Just What the Doctor Ordered
We need to increase diversity – and talking is not enough.
Joanna Cummings |
One of my favorite moments of SciX 2018 was the unveiling of Karen Esmonde-White’s costume for the Gala celebration (you’ll already know this, if you follow me on Twitter: @Editor_Jo). There was something immensely satisfying about being at a conference chaired by a woman – and a woman who chose to represent the first female iteration of a much-beloved sci-fi character (Doctor Who, if you’re lost!).
SciX, for me, is a highlight of the analytical conference calendar, because – among other reasons – it has an overt history of addressing issues of diversity through its workshops. Its 2015 workshop on “Women in Spectroscopy” inspired my first ever cover feature for The Analytical Scientist, “I Love the Sound of Breaking Glass (1),” which tackled the topic of sexism in analytical science. The workshop was more recently expanded to cover diversity and underrepresentation more broadly.
But this year, there was no diversity session at SciX. Some people felt that it had become an echo chamber, with successful women preaching to the converted. Surely, as valuable as it is to share experiences, it’s time for more tangible efforts.

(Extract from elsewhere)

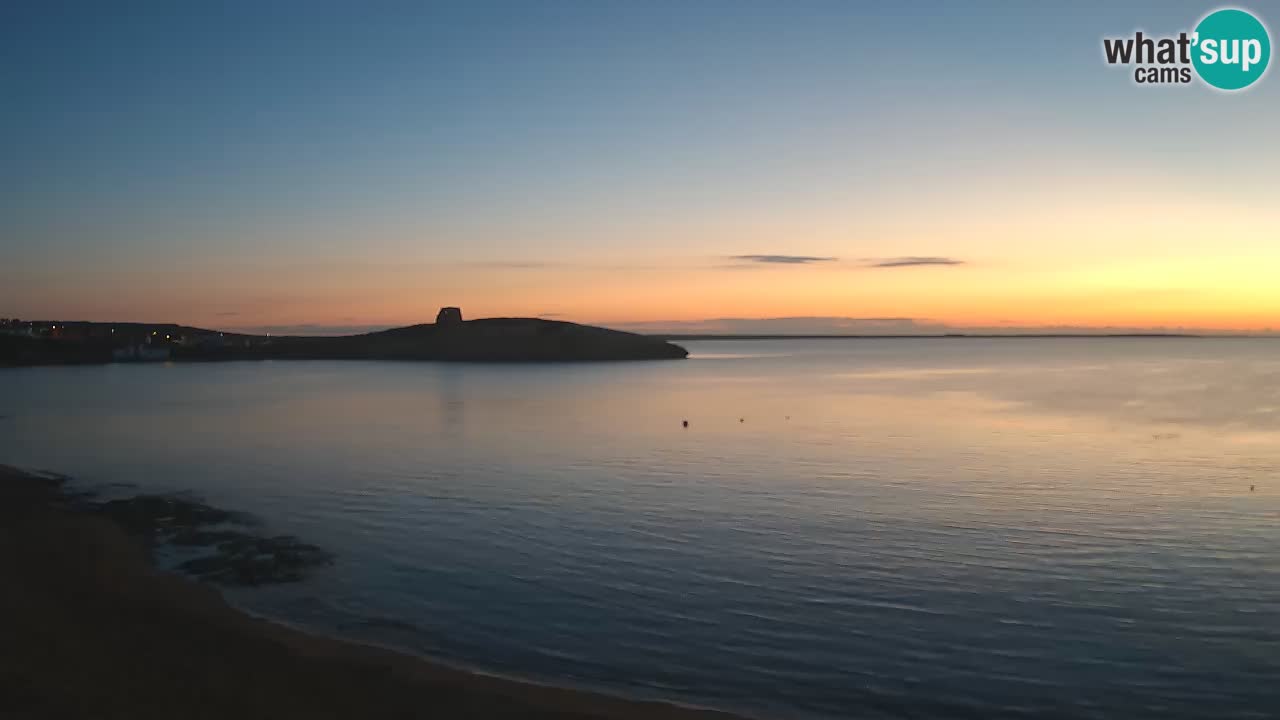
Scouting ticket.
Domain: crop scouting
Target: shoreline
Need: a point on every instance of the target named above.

Any publication, any workforce, any institution needs to periodically ask itself if actions to ensure (more) equal representation are i) adequate, ii) appropriate, and iii) effective. However far we’ve come, thrusting those who face discrimination of any sort into the public eye still appears to be an uphill battle. You only have to read the intense media reaction to this year’s Nobel Prize winners to see that a woman’s name on the list is still newsworthy. And let’s not forget the female Doctor Who…
There are many possible reasons for this – lack of opportunity or recognition, entrenched prejudice, unconscious bias – but it’s time for us all to do our bit, and that goes beyond raising awareness. Could you, as a senior academic, champion underrepresented students? What can you, as a lab manager or department head, do to make the working culture more supportive and flexible? How could you affect change as a conference committee member?
Achieving equality could be the result of a revolution or – more likely – gradual evolution. But one thing is certain – when it comes to boosting diversity, we need less talk and more action.